Officer Cliff Hankins, a 16-year police veteran, was shot in the lower back, but survived.
On Monday, shortly after the jury was seated for his trial, defendant Joe Haywood pleaded guilty to aggravated assault on a public servant, allowing the trial to immediately proceed to the punishment phase.
During the three-day trial, Tarrant County Criminal District Attorney Joe Shannon and Criminal Division Deputy Chief Greg Miller presented evidence that on July 7, 2011, Officer Hankins attempted to speak with Haywood, who was walking in front of a barbecue restaurant on East Berry Street wearing a black hooded sweatshirt in 105-degree weather.
When Officer Hankins asked Haywood to take his hands out of his pockets and stop and talk with him, Haywood spun around with a 9mm handgun and suddenly shot Officer Hankins.
Haywood fled on foot and was later found and arrested in a brushy area near some railroad tracks on Mississippi Avenue.
He had a gun, gloves and a pillow case in his possession, suggesting he was about to commit a robbery when Officer Hankins made contact with him.
During the trial, which was held in state district Judge Sharen Wilson’s court, prosecutors also presented evidence of Haywood’s lengthy criminal history, which began when he was a juvenile.
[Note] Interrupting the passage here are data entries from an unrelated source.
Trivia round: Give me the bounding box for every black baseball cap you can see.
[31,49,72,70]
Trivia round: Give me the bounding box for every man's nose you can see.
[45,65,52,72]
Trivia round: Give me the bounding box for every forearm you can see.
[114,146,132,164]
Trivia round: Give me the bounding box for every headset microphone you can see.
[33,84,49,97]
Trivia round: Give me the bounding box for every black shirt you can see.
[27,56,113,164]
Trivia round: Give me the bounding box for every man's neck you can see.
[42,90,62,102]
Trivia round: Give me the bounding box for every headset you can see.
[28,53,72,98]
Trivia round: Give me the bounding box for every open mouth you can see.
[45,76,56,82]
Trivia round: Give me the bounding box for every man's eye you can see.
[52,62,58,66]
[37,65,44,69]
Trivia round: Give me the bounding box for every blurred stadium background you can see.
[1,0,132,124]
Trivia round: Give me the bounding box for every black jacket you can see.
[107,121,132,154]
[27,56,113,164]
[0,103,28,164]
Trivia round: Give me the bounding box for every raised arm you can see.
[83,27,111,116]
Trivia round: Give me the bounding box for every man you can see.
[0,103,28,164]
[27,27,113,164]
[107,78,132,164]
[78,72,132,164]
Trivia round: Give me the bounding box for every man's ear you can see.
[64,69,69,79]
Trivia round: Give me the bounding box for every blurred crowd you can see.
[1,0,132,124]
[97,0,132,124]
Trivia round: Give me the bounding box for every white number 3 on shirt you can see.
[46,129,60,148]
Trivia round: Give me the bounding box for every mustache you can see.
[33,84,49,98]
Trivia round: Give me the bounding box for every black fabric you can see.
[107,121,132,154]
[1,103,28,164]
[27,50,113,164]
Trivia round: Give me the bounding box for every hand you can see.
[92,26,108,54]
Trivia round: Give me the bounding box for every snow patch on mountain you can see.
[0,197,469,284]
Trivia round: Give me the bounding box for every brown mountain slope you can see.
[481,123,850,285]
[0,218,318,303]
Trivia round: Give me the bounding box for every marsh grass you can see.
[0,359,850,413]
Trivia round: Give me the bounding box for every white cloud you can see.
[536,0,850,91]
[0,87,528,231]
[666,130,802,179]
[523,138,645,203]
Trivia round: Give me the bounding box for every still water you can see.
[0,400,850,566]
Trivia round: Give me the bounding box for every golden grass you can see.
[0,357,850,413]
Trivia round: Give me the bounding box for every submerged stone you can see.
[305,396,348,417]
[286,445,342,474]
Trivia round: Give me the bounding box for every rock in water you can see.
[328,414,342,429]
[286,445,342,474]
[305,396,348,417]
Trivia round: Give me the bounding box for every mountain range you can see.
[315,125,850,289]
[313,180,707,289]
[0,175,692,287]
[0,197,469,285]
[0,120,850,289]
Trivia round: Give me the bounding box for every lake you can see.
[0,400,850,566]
He has more than a dozen prior convictions, including drug possessions, burglaries, and assaults on family members and police officers.
Haywood had been released from the county jail just nine days before he shot Officer Hankins.
In addition to the maximum sentence, jurors put an exclamation point on their verdict by assessing the maximum $10,000 fine.
“We wanted this case tried to a jury to get an expression from the public about these critical incidents,” said District Attorney Joe Shannon. “This sentence makes a loud and clear statement as to how the public feels about assaults on the men and women who risk their lives daily to protect the rest of us.”